I am in the market for a new recurve. I was wondering what you guys thought of black widow bows pros and cons? I am open to any other suggestions. Thanks


----------



## bwhntr (Sep 12, 2007)

Pro!


----------



## Old Fudd (Nov 24, 2007)

Have 14 recurves I've collected over 45 years. Blackwidow Smooth Draw. Don't stack up bad, super fast. don't own but shot a few. and super expensive. Another bow that is sweet. and smooth as butta pulling is a FEDORA not the hat, All hand made Look into Fedora Archery. Own 2 of them.. Great Bows.Also have a bunch of Bears and some Howatts. also a couple Indians.. AH! Hell they are all Great .. I'am just a crappy shot. Love em all I have an addiction RECURVE BOWS>> 
But HEY was hooked on hard Booze 12 years. Been sober 38 years.. No Recurve Bow hangovers yet...


----------



## TEX-O-BOB (Sep 12, 2007)

I've got six of em... Come over any time and I'll let you shoot em and you can decide for yourself if you like em or not.

I've also got two Bird Bows, (soon to have three) and some other stuff that shoot really nice.


----------



## bwhntr (Sep 12, 2007)

I forgot to recommend Mike Bird. He builds awesome bows to your specs. He has built me one and is in the process of building me a second. I would recommend shooting a few of his and considering that route as well.


----------



## brucifr (Sep 18, 2012)

The best recurve bow you can buy is a J.K. Chastain Wapiti takedown. Way nicer than those crappy black widows Tex shoots. www.worldclassbows.com


----------



## TEX-O-BOB (Sep 12, 2007)

:roll: Please! The only reason you have those bows is because they're cheap and that's all the money your wife would let you spend! :lol:


----------



## bwhntr (Sep 12, 2007)

LMAO!!!!!!


----------



## brucifr (Sep 18, 2012)

TEX-O-BOB said:


> :roll: Please!

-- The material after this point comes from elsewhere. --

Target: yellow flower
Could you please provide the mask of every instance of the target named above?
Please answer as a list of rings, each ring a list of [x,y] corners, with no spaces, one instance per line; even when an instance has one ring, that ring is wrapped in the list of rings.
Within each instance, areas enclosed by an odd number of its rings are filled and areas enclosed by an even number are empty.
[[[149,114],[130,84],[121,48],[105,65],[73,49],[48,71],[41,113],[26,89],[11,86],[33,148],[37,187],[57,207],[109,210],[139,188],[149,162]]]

The only reason you have those bows is because they're cheap and that's all the money your wife would let you spend! :lol:


Those bows are not cheap...800 minimum for a new one. Mine was cheap because I got it used...and remember...we tricked my wife into thinking that I traded that crappy samic for it.


----------



## TEX-O-BOB (Sep 12, 2007)

brucifr said:


> TEX-O-BOB said:
> 
> 
> > :roll: Please! The only reason you have those bows is because they're cheap and that's all the money your wife would let you spend! :lol:
> ...


 :O•-:


----------



## longbow (Mar 31, 2009)

I'm not fond of the 2x4 " looking riser but, good lord what a great shooting bow! In all my years of making custom bows and arrows I don't think I've made a better shooting bow than a Black widow. There I said it. You'll love shooting a Black Widow.


----------